At the help desk, having client configuration data on hand makes helping users faster and less frustrating. "Without it, we would either need a large manual effort to collect that information in advance, or the help desk technician would have to ask a lot of questions each time a user calls," says Moriarty.

The mapping data also helps ING pinpoint problems with its servers. For example, the company recently identified the cause of the failure of a scheduling agent on a server at its Hartford, Conn., data center. It had been inadvertently configured to act as a forwarding agent for data flowing between the Atlanta and Denver offices and was overwhelmed with traffic. Without autodiscovery and mapping, much greater effort would have been needed to solve the problem, says Moriarty.

"Before, we would have to put network monitoring equipment on the data lines in and out of our data centers and track the transmissions at a very fine level of detail to identify where they're coming from, the nature of the transmissions and the volumes," he says. "This is just more efficient."

Application-mapping tools have similar purposes, but they differ in how they detect applications. Another differentiator is how many common commercial applications, such as Oracle Financials or Microsoft Exchange, they can map quickly via templates or blueprints of the applications' main components.

"The real differentiator is how well they pick up application stuff, and that's a factor of how many blueprints they have," says Gartner analyst Ronni Colville.

They also differ in whether they use agents to collect information or use agentless technologies.

While demand for mapping tools will no doubt grow, Colville expects stand-alone products to disappear by 2008 as they are merged into other products such as application monitoring, IT asset management and configuration management suites.
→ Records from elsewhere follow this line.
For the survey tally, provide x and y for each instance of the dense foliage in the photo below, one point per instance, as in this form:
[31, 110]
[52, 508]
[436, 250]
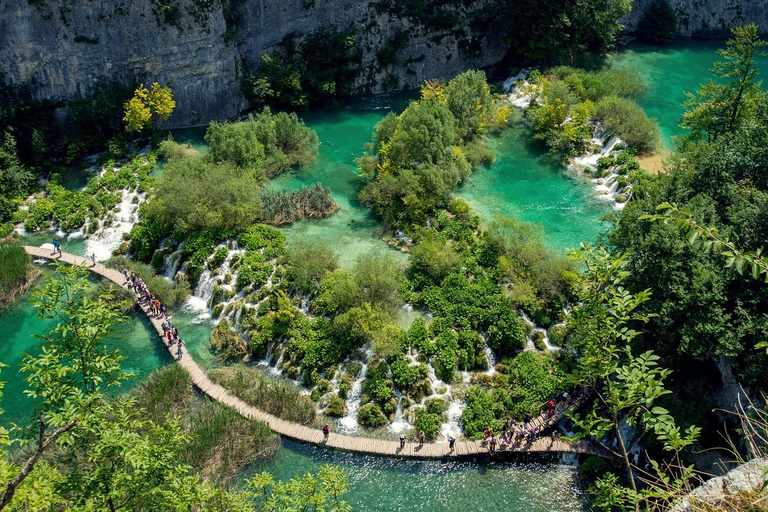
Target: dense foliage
[417, 158]
[319, 69]
[567, 102]
[562, 31]
[719, 176]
She notes that there has been a series of recent acquisitions of mapping vendors. For example, IBM bought Collation, Mercury acquired Appilog Inc. and Symantec Corp. purchased Relicore Inc.

"They're all getting gobbled up," Colville says. Nevertheless, she adds, "it's still a good value, and I think clients should buy it. A lot of data centers have no idea what's there.... They're not ready for compliance initiatives. These tools, because they can discover in mostly real time what's out there, offer a really big advantage."

Sidebar

The agent debate

Application-mapping tools can work either as agent-based or agentless software. Increasingly, products offer both options. Agentless products do not install anything on other servers and clients and instead rely on polling or network traffic sniffing to locate application components. They may collect data via ODBC, Telnet, Secure Shell, Windows Management Instrumentation, SNMP or FTP.

Agent-based discovery tools, on the other hand, install agents on each server to gather information and send updates to the mapping application. That can be problematic in large organizations if one unit doesn't want another unit's IT department to install the agents on its servers. But agents are capable of gathering more detailed data on an application and can send updates whenever there is a change -- not just when polled by the server.

Investment banking firm JPMorgan Chase & Co. is using Symantec 's Relicore product with agents specifically for its real-time capabilities. "The agentless ones we've seen all do polling at designated times. We need to know right away if there is a change," says Kurt Hansel, assistant vice president for quality assurance infrastructure at JPMorgan.

Gartner analyst Ronni Colville explains, "Some people are afraid of security issues with agents. And data center folks are afraid of overutilization. But at the end of the day, if you want to understand in-depth changes with an application or on a server, you need an agent."

Sidebar

Why app mapping?

There are three primary uses for IT application-mapping tools:

Documenting the existing application infrastructure for auditors and compliance purposes.

Building a view of the IT infrastructure for impact analysis and root-cause analysis.

Determining the actual, versus supposed, configurations of software and services.